Erster Stream in der Geschichte des Lüner Hilpert-Theaters: Stück online abrufbar

Zum ersten Mal in der Geschichte der Heinz-Hilpert-Theaters, läuft am Samstag (27. Februar) eine Aufführung im Online-Stream. Gezeigt wird „Singvögel und Raben waren auch nicht mehr da“.
Die Proben für den Livestream des Stücks im Heinz-Hilpert-Theater liefen am Freitag auf Hochtouren. © Günther Goldstein

Die Folgen der Corona-Pandemie treffen den Kulturbetrieb besonders hart. Auch das Lüner Theater ist direkt betroffen, denn seit November schon bleiben die Eingangstüren verschlossen, der Besuchersaal und die Bühne leer. Nun möchte das Kulturbüro in Zusammenarbeit mit dem Förderverein Theater Lünen ein positives Zeichen setzen, denn das Theater ist für die kulturelle Gesellschaft der Stadt unerlässlich.

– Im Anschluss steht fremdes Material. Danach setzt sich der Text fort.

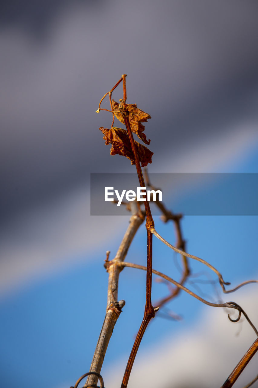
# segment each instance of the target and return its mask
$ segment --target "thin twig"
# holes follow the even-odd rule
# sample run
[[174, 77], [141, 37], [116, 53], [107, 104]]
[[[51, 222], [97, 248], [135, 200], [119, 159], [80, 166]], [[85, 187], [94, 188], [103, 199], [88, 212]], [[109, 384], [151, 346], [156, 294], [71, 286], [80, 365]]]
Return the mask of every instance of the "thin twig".
[[[124, 99], [120, 100], [119, 109], [122, 114], [126, 129], [127, 130], [132, 150], [134, 155], [135, 166], [140, 185], [141, 187], [145, 187], [143, 175], [138, 154], [135, 146], [134, 140], [132, 136], [131, 124], [129, 118], [129, 112], [126, 104], [126, 75], [122, 76], [123, 78], [123, 87], [124, 90]], [[141, 341], [146, 329], [146, 328], [152, 318], [155, 316], [155, 313], [158, 309], [158, 308], [154, 309], [151, 303], [151, 281], [152, 276], [152, 234], [150, 231], [150, 228], [154, 227], [154, 222], [152, 218], [150, 207], [149, 201], [147, 198], [144, 202], [144, 205], [146, 212], [146, 228], [147, 230], [147, 272], [146, 274], [146, 301], [144, 310], [144, 315], [142, 322], [136, 336], [134, 343], [131, 351], [127, 365], [126, 368], [123, 380], [121, 386], [121, 388], [126, 388], [129, 379], [129, 377], [132, 367], [132, 365], [136, 356]]]
[[[137, 268], [138, 269], [141, 269], [144, 271], [146, 271], [146, 267], [144, 267], [143, 265], [139, 265], [139, 264], [136, 264], [133, 263], [127, 263], [126, 262], [124, 262], [123, 263], [121, 263], [121, 266], [122, 267], [131, 267], [132, 268]], [[232, 319], [230, 317], [229, 314], [228, 314], [229, 319], [230, 320], [231, 320], [232, 322], [237, 322], [241, 317], [241, 314], [243, 314], [246, 317], [247, 320], [251, 326], [252, 328], [254, 330], [255, 334], [256, 336], [258, 337], [258, 331], [257, 329], [254, 326], [253, 324], [250, 320], [248, 315], [244, 311], [242, 307], [238, 305], [237, 303], [236, 303], [235, 302], [230, 301], [230, 302], [226, 302], [225, 303], [212, 303], [211, 302], [208, 302], [207, 300], [205, 300], [205, 299], [203, 299], [202, 298], [201, 298], [198, 295], [196, 295], [196, 294], [194, 294], [194, 293], [193, 292], [190, 290], [188, 289], [186, 287], [185, 287], [184, 286], [182, 286], [181, 284], [180, 283], [178, 283], [175, 280], [174, 280], [172, 278], [170, 277], [167, 275], [165, 275], [164, 274], [163, 274], [161, 272], [160, 272], [159, 271], [157, 271], [156, 270], [152, 270], [152, 272], [153, 274], [155, 274], [155, 275], [157, 275], [159, 276], [161, 276], [163, 278], [166, 280], [168, 280], [169, 282], [170, 282], [172, 283], [175, 286], [177, 287], [179, 287], [181, 288], [181, 289], [187, 292], [189, 295], [191, 295], [192, 296], [193, 296], [194, 298], [196, 298], [196, 299], [198, 299], [198, 300], [200, 301], [203, 303], [205, 303], [206, 305], [208, 305], [208, 306], [212, 306], [214, 307], [229, 307], [230, 308], [234, 308], [235, 310], [237, 310], [238, 311], [238, 316], [236, 319]]]
[[240, 287], [242, 287], [243, 286], [244, 286], [246, 284], [249, 284], [251, 283], [257, 283], [258, 282], [258, 281], [257, 280], [249, 280], [246, 282], [244, 282], [243, 283], [241, 283], [241, 284], [239, 284], [236, 287], [232, 289], [226, 290], [225, 289], [225, 287], [224, 286], [224, 284], [226, 285], [229, 285], [230, 284], [230, 283], [229, 282], [225, 282], [222, 277], [222, 275], [220, 274], [218, 271], [216, 269], [213, 265], [210, 264], [209, 263], [205, 261], [205, 260], [203, 260], [203, 259], [201, 259], [200, 257], [198, 257], [197, 256], [195, 256], [193, 255], [190, 255], [189, 253], [187, 253], [186, 252], [184, 252], [183, 251], [181, 250], [181, 249], [178, 249], [177, 248], [176, 248], [175, 247], [172, 245], [172, 244], [170, 244], [169, 242], [168, 242], [165, 239], [163, 239], [163, 237], [158, 234], [158, 233], [155, 230], [154, 228], [151, 228], [150, 229], [151, 232], [156, 236], [160, 241], [162, 241], [162, 242], [163, 242], [166, 245], [171, 248], [172, 249], [173, 251], [175, 251], [175, 252], [177, 252], [178, 253], [180, 253], [181, 255], [184, 255], [187, 256], [187, 257], [189, 257], [190, 258], [194, 259], [194, 260], [197, 260], [198, 262], [200, 262], [200, 263], [202, 263], [203, 264], [205, 264], [205, 265], [206, 265], [207, 267], [208, 267], [210, 269], [215, 272], [215, 273], [217, 275], [218, 279], [219, 280], [220, 284], [221, 286], [221, 288], [223, 290], [223, 292], [225, 294], [228, 294], [230, 292], [233, 292], [233, 291], [235, 291], [236, 289], [238, 289], [240, 288]]
[[[119, 302], [111, 303], [106, 313], [89, 372], [100, 373], [109, 340], [112, 335], [115, 325], [122, 312], [122, 307], [124, 306], [125, 303], [124, 300], [120, 300]], [[96, 374], [90, 375], [84, 386], [87, 385], [89, 386], [91, 385], [96, 384], [98, 379]]]
[[[223, 385], [222, 386], [221, 388], [231, 388], [257, 350], [258, 350], [258, 338], [256, 338], [251, 347], [249, 348], [246, 354], [241, 359], [233, 372], [229, 376]], [[257, 379], [257, 378], [258, 378], [258, 376], [252, 382], [251, 381], [251, 385], [253, 383], [254, 383]], [[248, 387], [250, 386], [250, 385], [247, 385]]]
[[[110, 252], [109, 251], [107, 252], [104, 265], [108, 272], [107, 311], [91, 362], [90, 372], [100, 372], [113, 329], [121, 312], [121, 309], [125, 303], [124, 301], [117, 301], [119, 278], [122, 269], [120, 265], [125, 259], [135, 234], [143, 222], [144, 215], [144, 213], [142, 212], [131, 216], [128, 227], [113, 260], [109, 261]], [[86, 384], [89, 386], [96, 385], [97, 382], [97, 376], [91, 375], [88, 377]]]
[[255, 383], [255, 381], [256, 381], [257, 380], [258, 380], [258, 374], [256, 377], [253, 380], [252, 380], [251, 381], [250, 381], [250, 383], [247, 385], [245, 385], [244, 387], [243, 387], [243, 388], [249, 388], [249, 387], [250, 387], [251, 385], [253, 385], [254, 383]]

Am Samstag, 27. Februar, um 19 Uhr wird der erste Stream in der Geschichte des Heinz-Hilpert-Theaters ausgestrahlt: „Singvögel und Raben waren auch nicht mehr da“ bringt dabei gleich zwei Lüner Kulturpreisträger zusammen. Das Künstlerpaar Susanne Hocke und Jürgen Larys, die für die theatralische Umsetzung zuständig sind, und Michael Kupczyk, der mit seinem Partner Johannes Klais diese Aufführung mit der Kamera einfängt.

Stream ist 48 Stunden lang verfügbar

„Singvögel und Raben waren auch nicht mehr da“ ist die Uraufführung eines theatralisierten Augenzeugenberichtes des ersten Abwurfes einer Atombombe auf Hiroshima am 6. August 1945. „Shigemi Ideguchi erlebte dieses Ereignis, das die Geschichte der Menschheit nachhaltig verändern sollte, aus unmittelbarer Nähe und überlebte es gegen alle Wahrscheinlichkeit. Sein Bericht ist eindrücklich, bilderreich, immer wieder erschütternd – und zeigt, weshalb sich dieses Ereignis nie wiederholen darf“, heißt es in der Ankündigung des Stücks.

Der Stream ist ab Samstag, 27. Februar, 2020 ab 19 Uhr für 48 Stunden über www.luenen.de/theater-stream kostenlos abrufbar. Der Link leitet auf die Video-Plattform YouTube weiter, von wo aus der Stream ausgestrahlt wird. Außer einem Computer oder einem anderen Endgerät mit Internetanschluss brauchen die Zuschauerinnen und Zuschauer keine besonderen technischen Voraussetzungen.